Huriyah/ kemerdekaan
Lelaki yang termasuk kalangan hamba sahaya mengandung cacat, maka mereka tidak kufu’ bagi perempuan yang bukan budak. Ini berlaku dkalangan ayah. Bukan ibu. Laki-laki yang lahir sebagai budak tidak kufu’ bagi perempuan yang ayahnya orang merdeka.
Khifah/ profesi
Lelaki pemilik pekerjaan rendah, tidak kufu’ bagi perempuan yang ayahnya memiliki pekerjaan yang terhormat. Dan lelaki dari kalangan pekerja khadam atau pelayan tidak kufu’ bagi perempuan anak pedagang, dan anak lelaki pedagang tidak kufu’ bagi perempuan orang berilmu atau kadi, dlihat dari segi adat masyarakat.
  1. Kafa’ah menurut mazhab Hambali
Kafa’ah adalah kesamaan dalam lima hal. Pertama keagamaan. Pendosa fasik tidaklah kufu’ bagi perempuan yang saleh dan suci. Kedua, pekerjaan. Pemilik pekerjaan hina atau rendah tidaklah kufu’ bagi pemilik pekerjaan mulia. Ketiga, kelapangan dalam harta, termasuk apa yang diwajibkan baginya dalam hal mahar dan nafkah. Keempat kemerdekaan. Tidaklah lelaki budak tidak kufu’ bagi perempuan merdeka. Kelima nasab. Maka lelaki ajam yang bukan Arab tidaklah kufu’ bagi perempuan Arab.

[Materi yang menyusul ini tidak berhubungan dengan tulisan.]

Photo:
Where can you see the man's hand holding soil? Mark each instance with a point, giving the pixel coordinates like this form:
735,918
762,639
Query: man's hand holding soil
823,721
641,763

  1. Kafa’ah menurut Mazahab Maliki
Masalah kafa’ah dalam pernikahan ada dua. Pertama, keagamaan, yakni muslim bukan fasik. Kedua bebas dari aib-aib yang ditentukan si perempuan bagi calon suaminya
Kafa’ah. Dalam hal harta, kemerdekaan, nasab, dan pekerjaan, tidaklah muktabar (diakui). Apabila seorang lelaki rendahan menikah dengan seorang wanita mulia sebagaimana wanita muslim maka perkawinan itu sah.2

1 Beni Ahmad Saebani, Fiqh Munakahat (Buku II), (Bandung: CV Pustaka Setia, 2001), hlm. 200.

2 M. Hasyim Assegaf, Derita Putra Putri Nabi studi kasus kafa’ah syarifah, (Bandung: PT Remaja Rosdakarya, 2000), hlm. 45-54.